Three is the magic number. This week’s Infrastructure Plan completed a triumvirate of public policy documents designed to cut public spending and improve cost efficiencies. Following the Emergency Budget and the Comprehensive Spending Review however, we had to wait until the Infrastructure Plan to get any clarity on the future of public/private partnerships and I say clarity in a loose sense here.
We know the Chancellor is no fan of the existing PFI scheme but he has been non-committal when it comes down to deciding its fate. Pre-CSR nerves and uncertainty have not quite disappeared but the message is encouraging. It is clear that some form of public private partnership is required to deliver the infrastructure projects we need, so it is unlikely that PFI will be killed off in its entirety. It is more likely that new models or variations on PFI as we know it will emerge.
We also know that Tory MP Philip Hammond is investigating alternative models to PFI but he has been very quiet. Is he going to come up with new workable models or will it be a case of an old product re-packaged?
Meanwhile the Chancellor has acknowledged that greater private sector investment is required and he envisages increasing capital spending by around £2.3 billion a year by 2014-15 to fund capital projects of long-term high value. He also gave the green light to a long list of projects and confirmed others would be deferred or axed, including a new 1,500-place prison and seven waste projects.

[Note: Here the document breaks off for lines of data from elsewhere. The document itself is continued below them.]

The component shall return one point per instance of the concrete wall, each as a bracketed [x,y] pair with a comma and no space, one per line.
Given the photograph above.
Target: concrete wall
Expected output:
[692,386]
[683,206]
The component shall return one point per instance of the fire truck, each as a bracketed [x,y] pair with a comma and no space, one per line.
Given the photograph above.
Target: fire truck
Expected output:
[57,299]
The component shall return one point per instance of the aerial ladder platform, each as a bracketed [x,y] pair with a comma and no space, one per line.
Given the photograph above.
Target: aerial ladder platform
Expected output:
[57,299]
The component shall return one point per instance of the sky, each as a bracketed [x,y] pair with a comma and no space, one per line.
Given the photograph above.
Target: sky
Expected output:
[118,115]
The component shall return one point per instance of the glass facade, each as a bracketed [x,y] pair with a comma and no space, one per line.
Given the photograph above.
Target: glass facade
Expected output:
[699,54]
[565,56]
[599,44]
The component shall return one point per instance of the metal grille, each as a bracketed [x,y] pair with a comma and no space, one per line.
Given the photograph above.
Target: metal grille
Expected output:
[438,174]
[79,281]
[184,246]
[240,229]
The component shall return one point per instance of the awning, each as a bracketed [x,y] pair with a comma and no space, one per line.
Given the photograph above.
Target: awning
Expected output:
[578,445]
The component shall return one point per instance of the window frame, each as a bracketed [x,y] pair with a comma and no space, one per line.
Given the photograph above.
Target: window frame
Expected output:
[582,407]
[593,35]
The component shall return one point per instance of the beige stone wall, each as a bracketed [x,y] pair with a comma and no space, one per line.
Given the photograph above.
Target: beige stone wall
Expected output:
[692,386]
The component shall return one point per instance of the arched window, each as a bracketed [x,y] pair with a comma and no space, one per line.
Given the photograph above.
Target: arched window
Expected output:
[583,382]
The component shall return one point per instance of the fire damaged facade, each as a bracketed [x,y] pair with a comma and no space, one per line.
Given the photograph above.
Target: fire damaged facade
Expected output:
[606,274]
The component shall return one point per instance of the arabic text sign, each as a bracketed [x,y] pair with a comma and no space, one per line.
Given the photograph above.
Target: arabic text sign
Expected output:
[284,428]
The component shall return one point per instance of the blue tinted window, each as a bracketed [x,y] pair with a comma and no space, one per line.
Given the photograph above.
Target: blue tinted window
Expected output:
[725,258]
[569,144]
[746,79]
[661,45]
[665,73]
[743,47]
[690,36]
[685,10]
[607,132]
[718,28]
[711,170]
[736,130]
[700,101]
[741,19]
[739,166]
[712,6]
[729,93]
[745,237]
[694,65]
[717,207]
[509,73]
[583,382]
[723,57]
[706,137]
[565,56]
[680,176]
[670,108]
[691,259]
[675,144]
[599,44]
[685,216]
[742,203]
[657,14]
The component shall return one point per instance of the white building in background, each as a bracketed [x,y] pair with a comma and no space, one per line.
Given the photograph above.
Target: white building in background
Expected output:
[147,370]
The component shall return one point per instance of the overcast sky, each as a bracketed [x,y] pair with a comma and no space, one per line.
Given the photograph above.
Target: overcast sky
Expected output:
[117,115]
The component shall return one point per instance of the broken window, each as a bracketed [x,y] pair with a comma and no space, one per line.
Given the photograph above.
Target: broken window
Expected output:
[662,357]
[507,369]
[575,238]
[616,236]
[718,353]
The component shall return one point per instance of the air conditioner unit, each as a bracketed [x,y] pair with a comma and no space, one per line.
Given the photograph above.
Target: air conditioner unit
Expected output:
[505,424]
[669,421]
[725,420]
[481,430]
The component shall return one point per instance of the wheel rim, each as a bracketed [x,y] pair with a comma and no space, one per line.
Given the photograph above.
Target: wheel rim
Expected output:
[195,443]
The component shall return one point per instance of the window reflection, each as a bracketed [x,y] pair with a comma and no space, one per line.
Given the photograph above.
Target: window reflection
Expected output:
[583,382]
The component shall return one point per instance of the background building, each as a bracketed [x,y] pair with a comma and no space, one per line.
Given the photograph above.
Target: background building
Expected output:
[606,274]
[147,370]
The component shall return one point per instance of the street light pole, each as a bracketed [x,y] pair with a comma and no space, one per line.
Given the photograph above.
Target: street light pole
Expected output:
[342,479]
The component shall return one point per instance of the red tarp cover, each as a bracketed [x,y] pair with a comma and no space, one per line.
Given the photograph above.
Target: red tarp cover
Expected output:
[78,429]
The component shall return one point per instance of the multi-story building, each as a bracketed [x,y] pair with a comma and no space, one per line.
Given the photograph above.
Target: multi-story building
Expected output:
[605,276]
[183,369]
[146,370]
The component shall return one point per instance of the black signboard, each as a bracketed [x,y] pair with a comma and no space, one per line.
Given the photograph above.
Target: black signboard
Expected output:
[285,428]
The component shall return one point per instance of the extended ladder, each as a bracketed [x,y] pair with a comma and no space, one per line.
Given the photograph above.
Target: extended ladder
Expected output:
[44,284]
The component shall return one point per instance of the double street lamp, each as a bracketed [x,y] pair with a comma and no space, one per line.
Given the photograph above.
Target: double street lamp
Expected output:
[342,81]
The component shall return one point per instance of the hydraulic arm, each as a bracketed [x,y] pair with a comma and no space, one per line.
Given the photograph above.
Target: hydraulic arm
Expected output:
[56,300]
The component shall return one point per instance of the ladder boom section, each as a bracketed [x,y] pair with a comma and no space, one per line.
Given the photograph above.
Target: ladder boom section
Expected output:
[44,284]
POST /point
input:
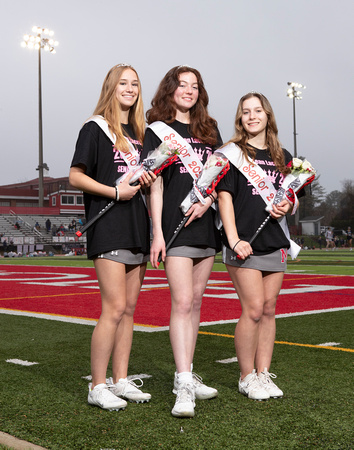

This is a big opportunity for the private sector to shape the funding model. Investors can also influence the procurement of deals in terms of size, scope and risk allocation. It’s an investor’s market. Will the private sector fight for improved terms on financing - undermining one of the criticisms of existing PFI deals?
All of this has a huge knock-on effect locally. With the removal of PFI credits the impact on local authorities is enormous. It represents a major shift in how local project funding is planned and decentralises the decision-making on infrastructure, which will undoubtedly lead to a bun fight over which projects take priority.
The capital expenditure versus services conundrum will ring through town halls across the UK as planners are faced with reducing capital on one hand but making service promises on the other. This will surely put them at the mercy of private investors. Their alternative is to raise funds from the sale of buildings, land and other assets which has merit but may be an expensive way forward.
While the Infrastructure Plan was in itself ambitious and optimistic, the devil is always in the detail. Private investors are hovering like angels to help underwrite essential project costs and that’s a good thing both locally and nationally. We can only hope the Chancellor sticks to his guns on commitment to infrastructure deals and is not firing blanks.